В визуальном отношении пермско-версальский «Фаэтон» представляет собой эстетическое крещендо: блеск и роскошь идут по нарастающей, достигая в финале ослепительного сияния. В прологе хор и солисты — это пёстрая толпа прихиппованной молодёжи, но постепенно все персонажи преображаются: на современные костюмы надеваются «древнеегипетские» юбочки и «версальские» накидки. Художник по костюмам Ален Бланшо ловко совместил разные страны и эпохи, не боясь эклектичности, а, напротив, стремясь к ней. Бог Земли (одна из трёх партий блистательного Сирила Овати) появляется перед зрителями в лохмотьях, в шахтёрской каске, весь перемазанный угольной пылью.

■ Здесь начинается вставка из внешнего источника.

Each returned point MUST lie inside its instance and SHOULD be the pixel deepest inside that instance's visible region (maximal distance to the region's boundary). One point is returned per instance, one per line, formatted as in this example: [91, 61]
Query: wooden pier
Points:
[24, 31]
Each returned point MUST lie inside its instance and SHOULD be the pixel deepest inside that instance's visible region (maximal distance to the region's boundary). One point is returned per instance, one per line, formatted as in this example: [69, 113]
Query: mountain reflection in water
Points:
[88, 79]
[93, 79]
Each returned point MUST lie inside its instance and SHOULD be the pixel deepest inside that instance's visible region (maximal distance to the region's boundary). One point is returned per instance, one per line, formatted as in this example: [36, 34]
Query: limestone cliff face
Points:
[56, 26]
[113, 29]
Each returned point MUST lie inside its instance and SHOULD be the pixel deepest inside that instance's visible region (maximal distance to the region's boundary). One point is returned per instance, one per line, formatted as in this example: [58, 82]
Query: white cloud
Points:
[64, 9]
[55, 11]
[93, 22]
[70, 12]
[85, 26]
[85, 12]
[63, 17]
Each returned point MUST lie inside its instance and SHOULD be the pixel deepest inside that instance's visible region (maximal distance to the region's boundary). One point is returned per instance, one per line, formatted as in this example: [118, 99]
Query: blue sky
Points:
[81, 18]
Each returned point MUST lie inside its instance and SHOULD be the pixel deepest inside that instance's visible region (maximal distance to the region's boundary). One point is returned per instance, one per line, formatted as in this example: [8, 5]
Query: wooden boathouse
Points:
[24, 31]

Художник-постановщик Матье ЛорриДюпон использовал, кажется, все возможности современного театра: здесь и причудливое, почти по-барочному игривое видео (режиссёр видео — Ян Шапотель), и театр теней, и лаконичные, но многозначительные декорации, которые временами удивительно напоминают циклопические стены Карнака или Абу-Симбела, и ослепительно броские детали, которые особенно впечатляют в финале, когда сцена буквально купается в золоте. Художник не боится упрёков в избыточности: Версаль так Версаль, золото так золото, Солнце так Солнце!
Если финал истории Фаэтона горький и мрачный, то финал спектакля о нём — блистательно триумфальный. Сценическое великолепие ещё раз подчёркивает ту изысканность, с которой не самая выдающаяся опера XVII века возродилась на сцене в веке XXI.